Machine Learning Study Notes (2)--another way to find extreme values: Newton's method

Last Update:2015-05-01 Source: Internet

Author: User

Developer on Alibaba Coud: Build your first app with APIs, SDKs, and tutorials on the Alibaba Cloud. Read more ＞

"Total Catalog" http://www.cnblogs.com/tbcaaa8/p/4415055.html

1. Solving equations with Newton's method

Newton's method is an iterative algorithm for solving equations, and it can be used to solve the equations. The idea is to approximate the original equation by using the linear part of the equation (especially the nonlinear equation). Without losing its generality, consider the equation f (x) = 0. For f (x) Taylor expansion at X=t, f (x) =f (t) +f ' (t) (X-T) + ...

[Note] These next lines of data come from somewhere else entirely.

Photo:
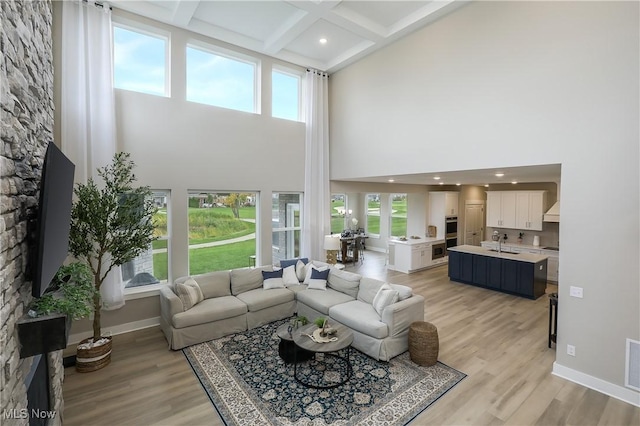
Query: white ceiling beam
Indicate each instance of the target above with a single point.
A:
(183, 13)
(295, 25)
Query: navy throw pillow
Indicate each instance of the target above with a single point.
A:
(271, 274)
(319, 275)
(289, 262)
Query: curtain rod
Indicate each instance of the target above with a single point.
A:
(320, 73)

Take the linear part instead of f (x), with the equation f (x) = 0, you can get f (t) +f ' (t) (X-T) =0, and then solve X=t-f (t)/F ' (t). By writing the solution of the equation as an iterative form, the iterative formula of Newton's method can be obtained:

[Example] using Newton's method to solve the equation x3+x=2

The first step: f (x) and F ' (x), i.e. f (x) =x3+x-2, F ' (x) =3x2+1

Step Two: Select the iteration initial value. The initial value should generally be selected near the solution in case the algorithm does not converge. Choose here X (0) =2

The third step: iterative solution based on iterative formulas and initial values. The iterative process is as follows:

K	X (k)	F (x (k))
0	2.00	8.00
1	1.38	2.04
2	1.08	0.35
3	1.00	0.02
4	1.00	0.00

conclusion: after 4 iterations, the function value becomes 0, that is, the root of the original equation has been found.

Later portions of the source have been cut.